La final del tenis femenino en el Abierto de Estados Unidos y el entrevero de razas que hoy día vemos en el deporte no debe asombrarnos. Ya un escritor, Derek Walcott, premio Nobel de Literatura 1992, lo había anticipado. Dijo estas palabras: “Solo soy un negro pelirrojo enamorado del mar, recibí una sólida educación colonial, tengo algo de holandés, negro e inglés, así que o no soy nadie, o soy una nación”.
Nacido en Santa Lucia, en pleno mar Caribe, en la isla que ha sido indistintamente francesa e inglesa, representó con sus palabras lo que ya va siendo común en las canchas del mundo. Volvamos al tenis de mujeres: la vencedora, Emma Raducanu, es hija de padre rumano con madre china, nacida en Canadá y criada en Gran Bretaña, nación por la que se afana en el court. Su contendora, Leylah Fernández, de papá ecuatoriano, mamá filipina e igualmente aparecida en el mundo en Canadá, país que defiende con la raqueta. Todo esto le da razón a Walcott, y es que, como si fuera un eco de su voz, Emma y Leylah “o no son nadie o son una nación”.
Está pasando en el fútbol, con equipos europeos en los que ninguno de los once jugadores son naturales del país que su club representa. Veamos, por ejemplo, a Jorginho: nacido en Brasil, naturalizado italiano y por tanto defensor de esa camiseta en torneos internacionales; además, juega en Inglaterra en el Chelsea. Y ni qué decir de las grandes ligas. Revisemos a los Azulejos de Toronto: en su alineación de cada día aparecen jugadores de siete nacionalidades diferentes, con Vladimir Guerrero como representante de la mezcla de razas: nacido en Montreal, de padres dominicanos.
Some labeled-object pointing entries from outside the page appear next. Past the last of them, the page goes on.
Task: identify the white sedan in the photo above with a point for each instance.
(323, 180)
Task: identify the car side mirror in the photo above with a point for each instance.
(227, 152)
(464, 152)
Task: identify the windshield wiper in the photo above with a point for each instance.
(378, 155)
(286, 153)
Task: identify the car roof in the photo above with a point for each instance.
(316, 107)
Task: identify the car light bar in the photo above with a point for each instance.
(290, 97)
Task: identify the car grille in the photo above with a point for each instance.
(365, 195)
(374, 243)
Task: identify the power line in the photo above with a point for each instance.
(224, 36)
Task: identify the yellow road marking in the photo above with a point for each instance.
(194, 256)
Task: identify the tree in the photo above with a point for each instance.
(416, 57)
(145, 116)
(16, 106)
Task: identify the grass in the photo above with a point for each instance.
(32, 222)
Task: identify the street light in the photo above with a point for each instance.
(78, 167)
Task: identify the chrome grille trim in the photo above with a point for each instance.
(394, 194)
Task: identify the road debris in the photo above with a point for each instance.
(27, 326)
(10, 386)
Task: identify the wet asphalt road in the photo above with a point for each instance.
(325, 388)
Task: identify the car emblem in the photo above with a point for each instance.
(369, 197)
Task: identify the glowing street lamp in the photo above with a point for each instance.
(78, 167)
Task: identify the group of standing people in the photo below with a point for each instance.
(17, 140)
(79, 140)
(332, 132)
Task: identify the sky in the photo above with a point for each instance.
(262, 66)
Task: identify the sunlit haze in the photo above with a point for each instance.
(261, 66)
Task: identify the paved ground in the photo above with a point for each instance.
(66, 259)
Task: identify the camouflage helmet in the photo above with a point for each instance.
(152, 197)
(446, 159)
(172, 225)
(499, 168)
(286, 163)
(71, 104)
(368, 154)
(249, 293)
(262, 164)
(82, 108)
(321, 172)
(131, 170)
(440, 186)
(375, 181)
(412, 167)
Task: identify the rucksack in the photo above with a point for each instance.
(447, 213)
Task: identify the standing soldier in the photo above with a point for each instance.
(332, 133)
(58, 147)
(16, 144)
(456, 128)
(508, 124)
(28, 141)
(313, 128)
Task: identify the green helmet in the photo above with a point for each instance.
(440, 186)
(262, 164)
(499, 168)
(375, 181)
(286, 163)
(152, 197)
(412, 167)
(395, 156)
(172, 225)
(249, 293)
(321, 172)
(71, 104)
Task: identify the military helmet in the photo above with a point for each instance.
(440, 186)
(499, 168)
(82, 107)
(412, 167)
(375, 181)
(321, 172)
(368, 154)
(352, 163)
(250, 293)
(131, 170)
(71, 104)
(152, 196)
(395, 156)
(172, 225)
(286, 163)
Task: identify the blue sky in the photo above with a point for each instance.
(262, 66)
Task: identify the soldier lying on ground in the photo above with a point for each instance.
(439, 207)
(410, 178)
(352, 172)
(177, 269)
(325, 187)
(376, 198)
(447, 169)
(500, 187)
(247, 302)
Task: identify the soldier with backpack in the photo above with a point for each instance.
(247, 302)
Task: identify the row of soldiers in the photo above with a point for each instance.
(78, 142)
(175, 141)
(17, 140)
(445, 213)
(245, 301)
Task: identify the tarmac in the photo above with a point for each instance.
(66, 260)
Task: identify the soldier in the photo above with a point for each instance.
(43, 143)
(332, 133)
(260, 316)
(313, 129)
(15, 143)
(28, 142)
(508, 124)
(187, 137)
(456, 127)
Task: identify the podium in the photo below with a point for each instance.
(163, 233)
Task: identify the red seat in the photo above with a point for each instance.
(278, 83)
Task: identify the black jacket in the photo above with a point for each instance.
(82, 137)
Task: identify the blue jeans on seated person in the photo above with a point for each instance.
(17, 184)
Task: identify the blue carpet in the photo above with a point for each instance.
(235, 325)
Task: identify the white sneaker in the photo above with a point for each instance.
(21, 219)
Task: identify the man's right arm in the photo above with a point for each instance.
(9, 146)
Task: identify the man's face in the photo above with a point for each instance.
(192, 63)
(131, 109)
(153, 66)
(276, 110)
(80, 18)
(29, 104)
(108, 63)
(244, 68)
Por eso es que vemos hombres de raza negra auténticamente belgas o neerlandeses en equipos de Bélgica o Países Bajos. Sus abuelos o padres llegaron de África en las oleadas de inmigración en procura de mejores condiciones de vida, y hoy, hechos ciudadanos de sus nuevas naciones defienden con la vida sus colores de acogida. Eso sí: de vez en cuando deben enfrentar, con valentía, el ancestral racismo inculcado en las entrañas de los intolerables. Nada de estas nuevas expresiones de razas deben sorprendernos. El ser humano, al final de todo, se mueve, no tiene por qué sentirse extranjero en ningún lugar porque no es absolutamente de una región o de un país; es “ciudadano del mundo”, y cada día entiende menos la razón de ser de las fronteras. Al final de todo, “o no son nadie o son una nación”.
La resistencia
No en todas partes se han entendido los nuevos tiempos del recién estrenado mapa humano. Hace unos días, en Polonia, Robert Lewandowski, capitán del equipo local, debió mostrar a los aficionados su franja en el brazo donde decía “respeto”, porque en exaltada expresión de xenofobia llamaron “mono “ a algunos jugadores de Inglaterra.
Así ha pasado, y sigue pasando, en otros países donde aún parece imperar la supremacía blanca.
Es como una trinchera del complejo, una resistencia a lo que se comienza a fraguar, especialmente en Europa, porque en América Latina y por razones históricas, reinan la tolerancia y la aceptación.